Talk:Hilbert's Basis Theorem
Do we need to specify "a Noetherian ring with identity" since by definition a N.R is already a "commutative ring with identity"? --prime mover 05:37, 10 September 2010 (UTC)
- Well as defined on this site, a ring automatically has identity, since the multiplicative part of the ring forms a group in the definition. The trick, of course, is that not all texts define ring this way; in many texts they call a ring what this site calls a semiring. Secondly, the existence of an ideal in an algebraic structure does not necessarily imply the existence of an identity in that structure (I think - does it?) So although my class notes specify that the ring have an identity, I'm not sure that it's necessary. Something to think on. J D Bowen 06:00, 10 September 2010 (UTC)
- "as defined on this site, a ring automatically has identity" - nope, go check ring. The additive part does form a group, but the multiplicative part may only be a semigroup. This is important.
- $\left\{{\ldots, -4, -2, 0, 2, 4, \ldots}\right\}$ is a ring, but has no multiplicative identity.
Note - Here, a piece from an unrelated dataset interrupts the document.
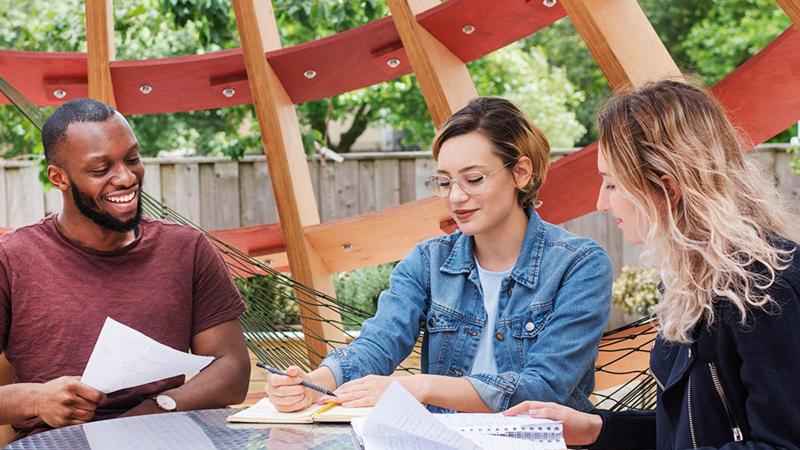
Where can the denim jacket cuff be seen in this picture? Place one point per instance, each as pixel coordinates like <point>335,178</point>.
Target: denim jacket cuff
<point>338,361</point>
<point>495,390</point>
Can't stop to discuss it at the moment, I have to go to work, I'll be back to look at it again this evening. --prime mover 07:00, 10 September 2010 (UTC)
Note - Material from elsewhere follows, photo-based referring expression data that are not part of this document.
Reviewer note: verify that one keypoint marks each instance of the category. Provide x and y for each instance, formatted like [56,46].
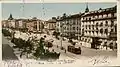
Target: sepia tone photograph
[45,31]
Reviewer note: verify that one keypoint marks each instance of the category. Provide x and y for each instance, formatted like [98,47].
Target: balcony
[113,35]
[97,19]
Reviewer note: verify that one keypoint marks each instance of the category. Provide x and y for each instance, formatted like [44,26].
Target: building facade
[70,26]
[99,26]
[51,24]
[35,25]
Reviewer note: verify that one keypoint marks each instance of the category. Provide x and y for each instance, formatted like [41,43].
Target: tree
[40,51]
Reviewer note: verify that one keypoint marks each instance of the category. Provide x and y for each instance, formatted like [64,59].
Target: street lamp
[61,35]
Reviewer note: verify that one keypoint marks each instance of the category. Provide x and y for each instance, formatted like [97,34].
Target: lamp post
[61,35]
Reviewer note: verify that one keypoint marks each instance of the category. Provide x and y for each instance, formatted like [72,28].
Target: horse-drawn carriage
[75,50]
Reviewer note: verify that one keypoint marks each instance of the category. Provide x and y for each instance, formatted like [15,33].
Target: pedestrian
[57,46]
[65,50]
On the subject of the statement, "an extension of transcendence degree 1" would be more precise.
--Linus44 18:53, 6 February 2011 (UTC)
Redone proof
It dosen't hurt to say "commutative with 1" as a reminder, since most people will know the Noetherian condition, but exactly what rings it applies to isn't so memorable, so I left that in.
Otherwise it was a bit vague, I added a proof taken from Eisenbud - Commutative Algebra; in my opinion, the neatest proof. --Linus44 15:55, 5 February 2011 (UTC)
There might be a case to add a (more or less trivial inductive) extension that any polynomial ring in finitely many indeterminates will be Noetherian; this is important in eg. algebraic geometry. --Lord_Farin 12:10, 28 April 2012 (EDT)